The death of country songwriting legend Hank Williams has been the stuff of legend since it was announced on January 1, 1953. Controversy surrounds the actual cause and time of death, which likely occurred sometime the day before in the back seat of a Cadillac in Virginia on the way to a New Year’s Day show.
The Last Ride, a romantic “what-if” version of the story starring Henry Thomas as Hank Sr. is out now on Blu-ray and is interesting only as a cultural artifact.
The movie, written by Howard Klausner and Dub Cornett, takes so many liberties with the story of Hank’s fateful journey with a college student named Charles Carr that it renames him Silas and has Hank referring to himself as Luke (as in Luke the Drifter, one of his many nicknames). Thomas acquits himself nicely, playing the pain-stricken Hank with a short temper, pallid complexion, and a broken heart, but the script doesn’t give him much to do beyond that. Jesse James, however, who plays Hank’s inexperienced driver, has a permanent deer-in-headlights look that doesn’t change throughout the entire picture.
Williams’ personal and professional life were in shambles by late 1952, and because his last days were filled consuming alcohol, chloral hydrate, and morphine, they were probably fairly uneventful. The Last Ride, directed by Harry Thomason (best known as a producer of TV’s Designing Women), constructs a hokey fictional narrative around this trip that allows Hank to play the older, wiser character, passing his life experience on to young Silas, who musters the courage to ask out a pretty girl. It also gives him the opportunity to enjoy some authentic Appalachian folk music anonymously and reflect silently on his life (we assume).

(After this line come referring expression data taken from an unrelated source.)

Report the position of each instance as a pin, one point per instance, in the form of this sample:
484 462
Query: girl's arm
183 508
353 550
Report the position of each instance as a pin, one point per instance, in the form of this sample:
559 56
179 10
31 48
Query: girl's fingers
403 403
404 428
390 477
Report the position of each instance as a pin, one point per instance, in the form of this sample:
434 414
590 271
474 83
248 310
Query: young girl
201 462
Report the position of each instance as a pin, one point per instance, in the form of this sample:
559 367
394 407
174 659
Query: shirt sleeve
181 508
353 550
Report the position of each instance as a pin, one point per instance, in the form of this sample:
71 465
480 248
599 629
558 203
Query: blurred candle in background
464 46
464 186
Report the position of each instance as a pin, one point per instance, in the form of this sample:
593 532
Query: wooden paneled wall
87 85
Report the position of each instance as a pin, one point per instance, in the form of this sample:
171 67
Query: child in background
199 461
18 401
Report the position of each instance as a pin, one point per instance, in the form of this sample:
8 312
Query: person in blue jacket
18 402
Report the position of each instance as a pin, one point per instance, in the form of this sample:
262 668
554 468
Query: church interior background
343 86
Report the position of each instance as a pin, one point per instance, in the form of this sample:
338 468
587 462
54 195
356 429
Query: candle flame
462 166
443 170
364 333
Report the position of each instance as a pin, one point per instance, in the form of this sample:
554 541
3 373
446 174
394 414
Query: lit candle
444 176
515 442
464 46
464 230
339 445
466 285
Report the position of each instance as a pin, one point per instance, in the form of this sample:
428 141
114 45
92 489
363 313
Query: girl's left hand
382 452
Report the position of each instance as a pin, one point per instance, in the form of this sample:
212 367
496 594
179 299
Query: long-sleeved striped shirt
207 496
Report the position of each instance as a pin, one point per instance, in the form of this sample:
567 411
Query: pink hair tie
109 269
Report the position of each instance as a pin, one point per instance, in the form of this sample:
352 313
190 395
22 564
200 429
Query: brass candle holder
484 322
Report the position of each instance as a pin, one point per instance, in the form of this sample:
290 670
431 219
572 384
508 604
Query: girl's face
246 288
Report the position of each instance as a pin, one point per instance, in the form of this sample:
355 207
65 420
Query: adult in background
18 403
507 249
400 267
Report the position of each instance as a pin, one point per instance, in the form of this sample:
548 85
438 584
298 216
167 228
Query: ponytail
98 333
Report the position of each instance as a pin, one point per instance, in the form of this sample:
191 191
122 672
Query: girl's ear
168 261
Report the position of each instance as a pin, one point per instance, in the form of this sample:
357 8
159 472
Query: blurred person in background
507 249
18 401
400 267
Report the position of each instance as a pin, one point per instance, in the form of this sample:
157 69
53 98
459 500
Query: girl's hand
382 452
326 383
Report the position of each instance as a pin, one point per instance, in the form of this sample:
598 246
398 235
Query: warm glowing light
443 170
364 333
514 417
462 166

I totally understand the need to create some sort of deeper meaning out of Williams’ last days, especially the man who brought so many people joy with his songs was chronically depressed and died so young. (He was 29.) The Last Ride, though, is pretty thin stuff for a full-length movie and is dramatically inert. It even fails on the music level, with a soundtrack consisting of contemporary artists covering Williams’ songs, which is at odds with the period setting of the film.
The only bonus feature included on this bare-bones release is a fluffy, brief making-of featurette called “A Look Inside The Last Ride.”